The EU unveiled a plan to expand startup access to the bloc’s supercomputing hardware in President Ursula von der Leyen’s state of the union address last fall, saying at the time that it wanted “ethical and responsible AI startup” to be first in line to tap computational support.
The European High Performance Computing Joint Undertaking (aka EuroHPC JU) — to give the bloc’s supercomputer initiative its full name — currently has eight operational (nine procured) supercomputers, and two of which will be providing the allocation of 8 million GPU hours to the four winners: namely, Finland-based Lumi and Italy-based Leonardo (which are both pre-exascale HPC supercomputers).
A fifth startup, Spain-based Multiverse Computing, which is focusing on trying to improve the energy efficiency and speed of large language models using “quantum-inspired tensor networks,” just missed out on any prize money. But there’s a consolation: It will be allocated 800,000 computational hours on another of the supercomputers, Spain’s (pre-exascale) MareNostrum 5.

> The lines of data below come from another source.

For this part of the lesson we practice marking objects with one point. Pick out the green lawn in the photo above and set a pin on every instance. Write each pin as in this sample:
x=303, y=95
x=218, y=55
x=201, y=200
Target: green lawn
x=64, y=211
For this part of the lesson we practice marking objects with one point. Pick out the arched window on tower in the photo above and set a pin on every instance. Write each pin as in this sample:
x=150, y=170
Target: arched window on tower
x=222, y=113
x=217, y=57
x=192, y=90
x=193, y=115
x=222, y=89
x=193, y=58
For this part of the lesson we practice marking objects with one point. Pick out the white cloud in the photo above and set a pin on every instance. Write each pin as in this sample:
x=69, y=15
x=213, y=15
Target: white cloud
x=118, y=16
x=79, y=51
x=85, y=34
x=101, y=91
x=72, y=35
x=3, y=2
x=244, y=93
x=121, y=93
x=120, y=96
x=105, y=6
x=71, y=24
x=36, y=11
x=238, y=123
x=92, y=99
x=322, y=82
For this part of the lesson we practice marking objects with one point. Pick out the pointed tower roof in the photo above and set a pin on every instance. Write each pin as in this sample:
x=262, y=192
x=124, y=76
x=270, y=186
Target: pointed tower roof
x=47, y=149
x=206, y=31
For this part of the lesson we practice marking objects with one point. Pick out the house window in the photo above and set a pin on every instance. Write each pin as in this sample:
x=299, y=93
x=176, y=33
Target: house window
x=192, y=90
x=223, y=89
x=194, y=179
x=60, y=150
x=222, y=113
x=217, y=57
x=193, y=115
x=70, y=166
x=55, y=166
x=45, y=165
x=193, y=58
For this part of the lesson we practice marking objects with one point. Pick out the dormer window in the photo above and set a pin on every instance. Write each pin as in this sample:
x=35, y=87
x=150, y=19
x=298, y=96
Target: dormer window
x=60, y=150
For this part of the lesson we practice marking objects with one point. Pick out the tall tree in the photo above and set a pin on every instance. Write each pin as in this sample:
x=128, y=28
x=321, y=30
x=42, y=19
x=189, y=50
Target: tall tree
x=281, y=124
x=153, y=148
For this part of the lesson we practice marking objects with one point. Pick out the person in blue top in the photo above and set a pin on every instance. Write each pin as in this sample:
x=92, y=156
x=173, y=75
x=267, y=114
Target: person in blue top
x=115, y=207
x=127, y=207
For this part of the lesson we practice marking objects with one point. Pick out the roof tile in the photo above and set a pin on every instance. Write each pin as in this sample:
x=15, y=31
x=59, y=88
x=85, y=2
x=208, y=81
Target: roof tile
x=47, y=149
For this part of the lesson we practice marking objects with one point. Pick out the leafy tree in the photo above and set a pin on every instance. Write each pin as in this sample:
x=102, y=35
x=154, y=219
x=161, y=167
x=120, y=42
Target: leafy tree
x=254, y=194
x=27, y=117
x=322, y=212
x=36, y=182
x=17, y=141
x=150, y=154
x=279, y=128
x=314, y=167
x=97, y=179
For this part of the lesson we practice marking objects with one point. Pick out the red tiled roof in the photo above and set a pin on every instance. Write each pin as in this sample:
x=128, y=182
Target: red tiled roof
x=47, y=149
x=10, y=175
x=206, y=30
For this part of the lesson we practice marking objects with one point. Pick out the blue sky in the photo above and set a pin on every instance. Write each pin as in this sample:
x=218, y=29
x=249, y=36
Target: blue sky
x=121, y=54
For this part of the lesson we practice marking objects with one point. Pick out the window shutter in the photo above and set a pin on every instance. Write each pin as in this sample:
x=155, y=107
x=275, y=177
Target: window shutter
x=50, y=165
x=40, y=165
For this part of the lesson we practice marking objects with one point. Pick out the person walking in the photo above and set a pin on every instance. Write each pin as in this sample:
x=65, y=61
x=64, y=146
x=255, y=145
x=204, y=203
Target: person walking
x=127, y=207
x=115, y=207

This handful of European startups building large-scale AI models won’t be the first to get a taste of what HPC hardware can do. French general purpose AI model maker Mistral was a participant in an early pilot phase of the supercomputing provision last summer, using Leonardo to “run a few small experiments,” as co-founder and CEO Arthur Mensch told TechCrunch back in December — though he said it had not been used for model training at that point.
The EuroHPC JU has also historically provided some capacity to commercial players. However demand for the supercomputers typically far outstrips supply, so the AI startups are essentially getting bumped to the front of the queue.
EU policymakers have also recognized there’s a need to reconfigure and retool the HPC infrastructure for the generative AI age. Hence why, in January, the Commission announced a package of “AI innovation” measures that included proposals for upgrading the supercomputers and building out a support layer to improve accessibility so that AI startups can more easily tap the infrastructure.